Over 100 countries already have CERTs, and Australia’s has been operating for more than two decades. The recent CERT announcement is widely seen as a case of New Zealand joining the CERT club very late in the piece.

“Establishing a national CERT means New Zealand joins an international network of CERTs, improving our access to information on potential or real-time cyber-attacks. It will help us play our part in a global effort to improve internet security,” stated Communications Minister Amy Adams.

“Our national CERT will be a key piece of New Zealand’s cyber security architecture. It will be the central place for businesses and organisations to go to for help and information when they’re experiencing cyber-attacks,” said Ms Adams. The CERT also becomes a core part of the government’s Cyber Security Strategy and Action Plan launched last December.

With cybercrime having cost the New Zealand economy $257 million and having affected more than 856,000 New Zealanders in 2015, the CERT announcement has been broadly welcomed by industry. There are differing views, however, on whether the government’s preference towards an optional – rather than mandatory – regime for the reporting of cyber breaches by organisations is the right approach.

Symantec’s technology strategist, Mark Shaw, for example, was cited in a recent article as saying “the CERT is toothless without it being mandatory for organisations to report significant cyber security breaches.” He is not alone.

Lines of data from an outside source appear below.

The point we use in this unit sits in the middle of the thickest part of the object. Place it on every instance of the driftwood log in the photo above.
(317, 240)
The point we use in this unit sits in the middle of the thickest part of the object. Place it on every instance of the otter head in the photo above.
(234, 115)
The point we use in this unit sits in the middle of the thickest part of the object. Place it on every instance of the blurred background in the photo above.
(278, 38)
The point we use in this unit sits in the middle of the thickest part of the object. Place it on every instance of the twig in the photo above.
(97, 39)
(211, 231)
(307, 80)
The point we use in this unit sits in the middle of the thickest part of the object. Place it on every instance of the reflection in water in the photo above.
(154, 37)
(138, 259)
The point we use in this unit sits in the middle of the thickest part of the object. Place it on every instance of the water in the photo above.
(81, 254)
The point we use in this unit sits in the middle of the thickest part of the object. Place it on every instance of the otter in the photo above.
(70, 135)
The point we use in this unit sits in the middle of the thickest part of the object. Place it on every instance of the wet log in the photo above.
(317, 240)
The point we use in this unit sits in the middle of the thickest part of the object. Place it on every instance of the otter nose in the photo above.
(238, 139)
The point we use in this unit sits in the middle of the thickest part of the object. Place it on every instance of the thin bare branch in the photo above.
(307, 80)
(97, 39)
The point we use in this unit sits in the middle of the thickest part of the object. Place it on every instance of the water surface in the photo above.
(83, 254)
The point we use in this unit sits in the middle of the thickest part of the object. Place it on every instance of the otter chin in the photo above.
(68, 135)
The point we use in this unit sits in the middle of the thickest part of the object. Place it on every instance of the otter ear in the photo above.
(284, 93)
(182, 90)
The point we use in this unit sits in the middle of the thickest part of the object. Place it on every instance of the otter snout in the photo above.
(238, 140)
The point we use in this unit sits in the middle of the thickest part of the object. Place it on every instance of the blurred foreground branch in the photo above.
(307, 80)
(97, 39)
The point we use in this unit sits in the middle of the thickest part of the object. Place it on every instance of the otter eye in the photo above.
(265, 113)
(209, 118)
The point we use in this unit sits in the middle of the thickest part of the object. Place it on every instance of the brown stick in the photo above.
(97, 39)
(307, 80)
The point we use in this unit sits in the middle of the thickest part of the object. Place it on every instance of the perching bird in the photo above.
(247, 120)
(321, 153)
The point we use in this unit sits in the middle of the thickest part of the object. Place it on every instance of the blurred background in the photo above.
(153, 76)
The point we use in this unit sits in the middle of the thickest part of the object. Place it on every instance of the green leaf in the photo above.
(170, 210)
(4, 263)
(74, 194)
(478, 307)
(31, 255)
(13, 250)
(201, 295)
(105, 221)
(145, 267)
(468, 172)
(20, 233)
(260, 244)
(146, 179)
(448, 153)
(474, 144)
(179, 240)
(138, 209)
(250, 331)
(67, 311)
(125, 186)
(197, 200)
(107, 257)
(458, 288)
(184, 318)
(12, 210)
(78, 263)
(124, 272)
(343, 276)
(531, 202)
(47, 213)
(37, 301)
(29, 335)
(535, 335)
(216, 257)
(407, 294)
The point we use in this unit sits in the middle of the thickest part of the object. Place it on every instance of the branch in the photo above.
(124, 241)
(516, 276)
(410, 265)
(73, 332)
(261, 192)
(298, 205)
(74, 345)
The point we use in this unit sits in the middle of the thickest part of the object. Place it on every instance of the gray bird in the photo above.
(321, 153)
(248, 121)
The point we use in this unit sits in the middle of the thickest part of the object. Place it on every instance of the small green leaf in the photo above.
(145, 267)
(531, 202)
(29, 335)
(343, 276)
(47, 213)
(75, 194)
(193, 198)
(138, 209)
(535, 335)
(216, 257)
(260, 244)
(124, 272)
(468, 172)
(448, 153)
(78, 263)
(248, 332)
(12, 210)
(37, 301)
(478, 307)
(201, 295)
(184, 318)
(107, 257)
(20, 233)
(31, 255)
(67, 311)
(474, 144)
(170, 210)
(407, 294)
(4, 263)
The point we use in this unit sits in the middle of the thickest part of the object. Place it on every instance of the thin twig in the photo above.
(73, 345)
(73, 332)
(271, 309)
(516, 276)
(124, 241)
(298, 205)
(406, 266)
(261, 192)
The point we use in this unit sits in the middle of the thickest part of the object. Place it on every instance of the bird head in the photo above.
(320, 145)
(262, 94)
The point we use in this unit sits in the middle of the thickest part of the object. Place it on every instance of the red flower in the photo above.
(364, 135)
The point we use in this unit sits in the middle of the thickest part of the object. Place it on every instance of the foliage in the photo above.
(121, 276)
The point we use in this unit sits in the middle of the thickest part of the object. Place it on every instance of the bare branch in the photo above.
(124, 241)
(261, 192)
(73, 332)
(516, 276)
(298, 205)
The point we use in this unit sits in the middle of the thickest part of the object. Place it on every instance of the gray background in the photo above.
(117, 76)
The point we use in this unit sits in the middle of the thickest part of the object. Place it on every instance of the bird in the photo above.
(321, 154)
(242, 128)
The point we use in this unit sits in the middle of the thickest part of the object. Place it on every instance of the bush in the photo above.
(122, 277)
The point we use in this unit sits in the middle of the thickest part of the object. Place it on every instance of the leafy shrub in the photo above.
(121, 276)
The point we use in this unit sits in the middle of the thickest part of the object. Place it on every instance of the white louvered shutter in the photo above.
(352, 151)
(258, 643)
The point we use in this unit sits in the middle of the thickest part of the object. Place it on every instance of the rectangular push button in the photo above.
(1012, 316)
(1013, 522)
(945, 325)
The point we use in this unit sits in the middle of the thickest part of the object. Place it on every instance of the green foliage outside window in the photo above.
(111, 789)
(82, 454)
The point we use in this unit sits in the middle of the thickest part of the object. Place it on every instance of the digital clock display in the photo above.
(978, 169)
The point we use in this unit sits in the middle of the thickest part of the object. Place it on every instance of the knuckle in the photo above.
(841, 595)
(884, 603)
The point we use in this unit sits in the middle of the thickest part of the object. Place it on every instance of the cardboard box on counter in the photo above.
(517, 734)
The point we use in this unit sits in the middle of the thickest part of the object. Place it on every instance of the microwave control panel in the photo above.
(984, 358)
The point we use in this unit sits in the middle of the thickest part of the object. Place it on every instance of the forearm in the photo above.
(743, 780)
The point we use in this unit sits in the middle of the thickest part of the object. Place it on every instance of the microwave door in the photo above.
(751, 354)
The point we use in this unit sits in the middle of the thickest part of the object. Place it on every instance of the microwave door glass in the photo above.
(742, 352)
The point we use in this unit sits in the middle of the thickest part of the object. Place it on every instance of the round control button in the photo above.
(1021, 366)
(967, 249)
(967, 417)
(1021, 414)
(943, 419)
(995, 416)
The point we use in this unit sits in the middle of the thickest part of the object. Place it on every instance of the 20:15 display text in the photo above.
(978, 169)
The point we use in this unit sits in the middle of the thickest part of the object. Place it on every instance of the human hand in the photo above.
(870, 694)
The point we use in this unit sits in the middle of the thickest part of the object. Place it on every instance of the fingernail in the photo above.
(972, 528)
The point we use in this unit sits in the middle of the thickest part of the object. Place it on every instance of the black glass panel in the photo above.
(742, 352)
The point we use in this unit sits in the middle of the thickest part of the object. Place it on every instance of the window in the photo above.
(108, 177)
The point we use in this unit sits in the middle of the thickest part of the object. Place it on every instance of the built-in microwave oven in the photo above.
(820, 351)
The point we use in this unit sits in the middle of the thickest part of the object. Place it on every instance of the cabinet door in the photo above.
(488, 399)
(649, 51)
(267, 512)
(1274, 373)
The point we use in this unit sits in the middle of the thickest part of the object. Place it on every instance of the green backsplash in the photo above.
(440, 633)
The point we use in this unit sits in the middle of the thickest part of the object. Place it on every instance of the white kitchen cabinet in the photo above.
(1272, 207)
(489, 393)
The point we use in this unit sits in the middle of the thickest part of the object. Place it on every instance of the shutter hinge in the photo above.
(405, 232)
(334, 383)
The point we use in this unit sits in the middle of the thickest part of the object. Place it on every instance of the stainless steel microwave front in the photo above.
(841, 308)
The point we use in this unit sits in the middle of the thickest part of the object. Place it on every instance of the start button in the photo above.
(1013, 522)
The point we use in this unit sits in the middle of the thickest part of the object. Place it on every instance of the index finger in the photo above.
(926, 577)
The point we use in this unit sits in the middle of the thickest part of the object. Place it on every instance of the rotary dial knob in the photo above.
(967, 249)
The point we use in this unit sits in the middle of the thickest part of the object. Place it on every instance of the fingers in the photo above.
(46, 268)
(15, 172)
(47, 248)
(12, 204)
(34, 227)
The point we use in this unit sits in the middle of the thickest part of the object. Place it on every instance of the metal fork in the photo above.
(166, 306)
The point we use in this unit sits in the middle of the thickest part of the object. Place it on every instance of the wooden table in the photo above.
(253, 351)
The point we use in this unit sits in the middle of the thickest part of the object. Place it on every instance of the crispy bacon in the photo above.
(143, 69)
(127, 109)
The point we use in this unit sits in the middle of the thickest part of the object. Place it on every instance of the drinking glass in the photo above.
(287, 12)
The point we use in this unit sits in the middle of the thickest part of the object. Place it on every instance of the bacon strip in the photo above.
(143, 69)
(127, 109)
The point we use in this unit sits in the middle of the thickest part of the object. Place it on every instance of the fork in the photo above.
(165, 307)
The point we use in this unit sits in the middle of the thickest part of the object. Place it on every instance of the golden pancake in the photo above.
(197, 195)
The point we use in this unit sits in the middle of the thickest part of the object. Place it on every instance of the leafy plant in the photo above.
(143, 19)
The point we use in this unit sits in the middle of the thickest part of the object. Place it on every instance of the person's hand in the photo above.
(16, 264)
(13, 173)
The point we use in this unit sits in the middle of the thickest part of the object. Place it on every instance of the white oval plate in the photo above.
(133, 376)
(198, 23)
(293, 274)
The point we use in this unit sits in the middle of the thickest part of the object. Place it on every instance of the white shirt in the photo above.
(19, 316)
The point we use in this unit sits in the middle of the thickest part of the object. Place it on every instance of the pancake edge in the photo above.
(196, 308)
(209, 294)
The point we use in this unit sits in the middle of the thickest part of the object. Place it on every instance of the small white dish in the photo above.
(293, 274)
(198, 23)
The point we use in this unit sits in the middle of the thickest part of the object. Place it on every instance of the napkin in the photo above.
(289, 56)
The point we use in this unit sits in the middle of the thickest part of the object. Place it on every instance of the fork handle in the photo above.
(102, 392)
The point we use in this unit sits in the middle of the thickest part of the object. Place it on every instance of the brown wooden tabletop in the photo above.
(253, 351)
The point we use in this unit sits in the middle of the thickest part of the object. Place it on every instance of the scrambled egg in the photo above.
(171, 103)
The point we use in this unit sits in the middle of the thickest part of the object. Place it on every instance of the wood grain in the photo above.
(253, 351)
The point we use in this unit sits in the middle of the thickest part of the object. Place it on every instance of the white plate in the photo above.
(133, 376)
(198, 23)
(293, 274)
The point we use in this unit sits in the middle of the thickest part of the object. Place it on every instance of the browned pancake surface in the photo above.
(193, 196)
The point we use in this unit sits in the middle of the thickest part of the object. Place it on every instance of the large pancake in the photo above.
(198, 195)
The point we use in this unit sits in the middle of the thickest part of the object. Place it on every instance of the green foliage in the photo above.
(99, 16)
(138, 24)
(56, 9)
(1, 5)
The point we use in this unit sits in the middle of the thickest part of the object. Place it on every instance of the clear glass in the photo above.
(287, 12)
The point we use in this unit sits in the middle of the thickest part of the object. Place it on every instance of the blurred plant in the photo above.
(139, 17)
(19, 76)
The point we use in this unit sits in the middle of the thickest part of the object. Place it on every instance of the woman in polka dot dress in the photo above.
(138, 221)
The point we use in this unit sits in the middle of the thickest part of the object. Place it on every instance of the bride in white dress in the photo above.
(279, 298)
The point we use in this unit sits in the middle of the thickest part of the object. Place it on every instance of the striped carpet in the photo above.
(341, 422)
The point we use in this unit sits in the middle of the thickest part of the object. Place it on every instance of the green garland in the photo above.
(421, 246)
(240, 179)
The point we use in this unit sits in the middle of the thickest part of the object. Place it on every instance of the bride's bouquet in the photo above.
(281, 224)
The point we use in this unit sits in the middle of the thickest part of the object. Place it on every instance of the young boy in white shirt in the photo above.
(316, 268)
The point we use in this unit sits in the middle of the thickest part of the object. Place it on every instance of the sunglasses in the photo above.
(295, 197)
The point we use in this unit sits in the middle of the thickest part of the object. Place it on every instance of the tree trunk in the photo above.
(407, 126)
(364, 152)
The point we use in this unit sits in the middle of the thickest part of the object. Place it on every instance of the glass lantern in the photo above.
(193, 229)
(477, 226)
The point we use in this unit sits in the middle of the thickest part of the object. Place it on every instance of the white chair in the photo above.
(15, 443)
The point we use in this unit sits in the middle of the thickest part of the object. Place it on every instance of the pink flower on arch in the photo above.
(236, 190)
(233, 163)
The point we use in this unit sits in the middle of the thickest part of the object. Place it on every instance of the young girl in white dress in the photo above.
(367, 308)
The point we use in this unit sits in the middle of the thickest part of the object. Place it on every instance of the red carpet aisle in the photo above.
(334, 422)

Minister Adams has also announced the creation of an Advisory Board to advise her on setting up the CERT.

“There is substantial experience in cyber security in the private and non-government sectors – and I intend to tap into that as CERT NZ will not reach its full potential without a strong voice representing our private sector guiding its establishment and operation,” she said.

“We know from our international partners that that involvement of the private sector is critical to success of the CERT.”

The Board will have up to nine members, constituted by a mix of cyber security experts from the private and public sectors. It will provide advice on the establishment, operation and longer-term organisational form of the CERT and the transition to it. The Board will also be expected to build strong links with the CERT’s key customers.

The CERT will initially be established as a separate unit in the Ministry of Business, Innovation and Employment and is expected to commence operations in the first quarter of 2017.